Warum setzen wir uns nicht dafür ein, dass es eine Basis-Ausbildung für Recruiter gibt, die wir langsam als Standard einführen? Grundlagen von Interviewführung, Recruiting-IT, Statistik und KPIs für Recruiter, Recruiting-Prozesse, Betriebliche Mitbestimmung etc. Wir einigen uns auf ein Curriculum und Lernziele und dann können meinetwegen auch mehrere Dienstleister dafür zertifiziert werden, das dann umzusetzen. Das würde auch schon im Studium ein klareres Bild davon geben, was Recruiting alles beinhaltet und bedeutet. Es gibt nur wenige Professoren, die hier versuchen dran zu arbeiten und in regelmäßigen Praxisaustausch stehen - wie bspw. Prof. Dr. Wald.


Gleichzeitig wird der Recruiting-Alltag immer komplexer: Algorithmen und AI stehen quasi schon an der Türe und müssen und uns verstanden, genutzt, hinterfragt und ggf. überwacht werden. Das Amazon-Beispiel, bei dem die Recruiting-KI systematisch Frau diskriminiert hat, muss ein dringender Warnschuss sein für uns alle. Und das führt uns zu:


Wir brauchen Mindeststandards für gewisse Lösungen bzw. Dienstleister


Es ist längst überfällig, dass sich für Standards bei unseren Dienstleistern einsetzt. Nahezu alle Dienstleister können mir als Recruiter doch Zahlen um den Kopf werfen noch und nöcher. den Großteil werde ich nie im Leben verifizieren oder falsifizieren können. Also gibt es keine Glaubwürdigkeit. Hier helfen nur neutrale Qualitätsstandards.


Und selbst, wenn ich dem Dienstleister unterstelle, dass er voll und ganz die Wahrheit sagt, so gibt sehr viele unterschiedliche Definitionen von den Kennzahlen, die sie liefern.


Seit einiger Zeit arbeiten wir sehr eng mit der Firma HRI Solutions zusammen, die bei uns und vielen anderen Unternehmen das Recruiting-Analytics macht. Die machen einen super Job, aber sind auch auf die Datenqualität /-validität der Jobbörsen, Dienstleister abhängig. Hier sind Standards dringend nötig – denn die Dienstleister haben häufig überhaupt kein Interesse daran, dass Vergleichbarkeit und Transparenz entstehen.
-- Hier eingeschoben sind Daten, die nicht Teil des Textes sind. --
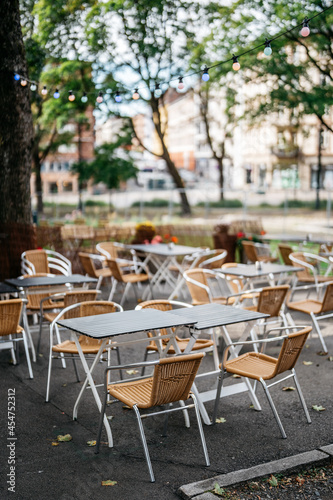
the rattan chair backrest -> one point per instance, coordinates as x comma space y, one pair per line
75, 297
38, 259
271, 299
250, 250
290, 350
285, 251
198, 294
173, 378
327, 304
10, 313
115, 269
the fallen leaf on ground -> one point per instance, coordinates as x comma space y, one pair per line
318, 408
65, 437
273, 481
109, 483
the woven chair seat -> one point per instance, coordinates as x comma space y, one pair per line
135, 392
306, 306
252, 365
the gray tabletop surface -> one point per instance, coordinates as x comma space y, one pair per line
212, 315
114, 324
50, 280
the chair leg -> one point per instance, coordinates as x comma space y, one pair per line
301, 397
202, 436
26, 347
218, 396
144, 444
277, 418
75, 368
321, 338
Die Verantwortung liegt bei uns – und vor allem unseren Verbänden


DGFP, BPM, QUEB – alle Verbände tragen gemeinsam die Verantwortung dafür, dass wir hier Lösungen finden, die unsere Profession voranbringen. Branchenunabhängig arbeiten schon einzelne Projekte (wie bspwl. Algorithmenethik.de) an Standards für Algorithmen. Das ist jedoch nur ein Mosaikteil. Wir brauchen nicht die hundertste Insellösung oder rein von wirtschaftlichen Interessen vom privaten Anbietern geprägte Lösungen. Also liebe Verbände, Interessenvertretungen etc. lasst uns bitte gemeinsam an einem Strang ziehen und gemeinsam hier Lösungen erarbeiten. Ich - und viele Kollegen/innen - stehe/n hier gerne zur Verfügung. Wir müssen bereit sein, den Weg zu gehen, der Recruiting dahin bringt, wohin es gehört.